なお、「仮締切堤設置基準(案)」(昭和四六年一二月治水課)は廃止する。



別冊
1 目的

河川区域及びその周辺で行われる工事において、その施工期間中における治水上の安全を確保するため、仮締切を設置する場合の基準を定めるものである。
また、出水期(融雪出水等のある地方ではその期間を含む)においては河道内の工事を行わないものとする。但し、施工期間等からやむを得ないと認められる場合は、治水上の安全を十分確保して実施するものとする。
*ここでいう治水上の安全を確保すべき対象は、堤内地及び既存の河川管理施設等のことである。

2 適用範囲

この基準は河川区域内及びその周辺で行われる工事に伴い設置する河川堤防にかわる仮締切に適用する。

3 仮締切の設置

河川堤防にかかる仮締切は次の各号の一つに該当する場合に必ず設置するものとする。但し、堤防開削によって洪水または高潮被害の発生する危険が全く無い場合は除く。
(1) 河川堤防を全面開削する場合
(2) 河川堤防を部分開削するもののうち、堤防の機能が相当に低下する場合

4 仮締切の構造

4―1 構造形式

(1) 堤防開削を行う場合

既設堤防と同等以上の治水の安全度を有する構造でなければならない。特に出水期間における仮締切は鋼矢板二重式工法によることを原則とし、地質等のために同工法によりがたい場合は、これと同等の安全度を有する構造とする。
なお、土堤による仮締切の場合は法覆工等による十分な補強を施し、かつ川裏に設けるものとする。
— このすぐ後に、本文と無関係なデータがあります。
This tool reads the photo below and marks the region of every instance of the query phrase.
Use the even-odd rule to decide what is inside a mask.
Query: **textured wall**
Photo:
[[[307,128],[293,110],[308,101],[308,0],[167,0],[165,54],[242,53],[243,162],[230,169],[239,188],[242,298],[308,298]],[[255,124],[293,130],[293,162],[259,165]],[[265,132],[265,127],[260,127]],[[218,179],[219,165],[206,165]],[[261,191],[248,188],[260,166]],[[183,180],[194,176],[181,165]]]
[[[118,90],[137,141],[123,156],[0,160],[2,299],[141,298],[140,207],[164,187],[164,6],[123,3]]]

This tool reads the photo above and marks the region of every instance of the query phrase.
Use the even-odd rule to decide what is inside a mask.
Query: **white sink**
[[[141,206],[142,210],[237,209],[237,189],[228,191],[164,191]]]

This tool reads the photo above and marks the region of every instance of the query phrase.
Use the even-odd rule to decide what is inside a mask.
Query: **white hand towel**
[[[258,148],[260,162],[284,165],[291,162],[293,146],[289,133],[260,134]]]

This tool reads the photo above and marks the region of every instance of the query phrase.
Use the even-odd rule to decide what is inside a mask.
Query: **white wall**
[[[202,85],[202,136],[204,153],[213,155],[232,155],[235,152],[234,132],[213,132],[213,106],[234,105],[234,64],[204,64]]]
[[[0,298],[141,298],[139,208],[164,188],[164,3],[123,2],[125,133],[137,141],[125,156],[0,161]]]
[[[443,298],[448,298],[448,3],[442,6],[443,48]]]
但し、河状等から判断して流過能力を阻害しない場合であって、流勢を受けない箇所についてはこの限りではない。

(2) 堤防開削を行わない場合

流水の通常の作用に対して十分安全な構造とすると共に、出水に伴い周辺の河川管理施設等に影響を及ぼさない構造とする。

4―2 設計対象水位

(1) 堤防開削を伴う場合

1) 出水期においては計画高水位(高潮区間にあたっては計画高潮位)とする。
2) 非出水期においては工事施工期間(不測の実態による工期の延長も十分考慮のこと)の既往最高水位または既往最大流量を仮締切設置後の河積で流下させるための水位のうちいずれか高い水位とする。但し、当該河川の特性や近年の出水傾向、背後地の状況等を考慮して変更することができる。

なお、既往水文資料の乏しい河川においては、近隣の降雨資料等を勘案し、十分安全な水位とすることができる。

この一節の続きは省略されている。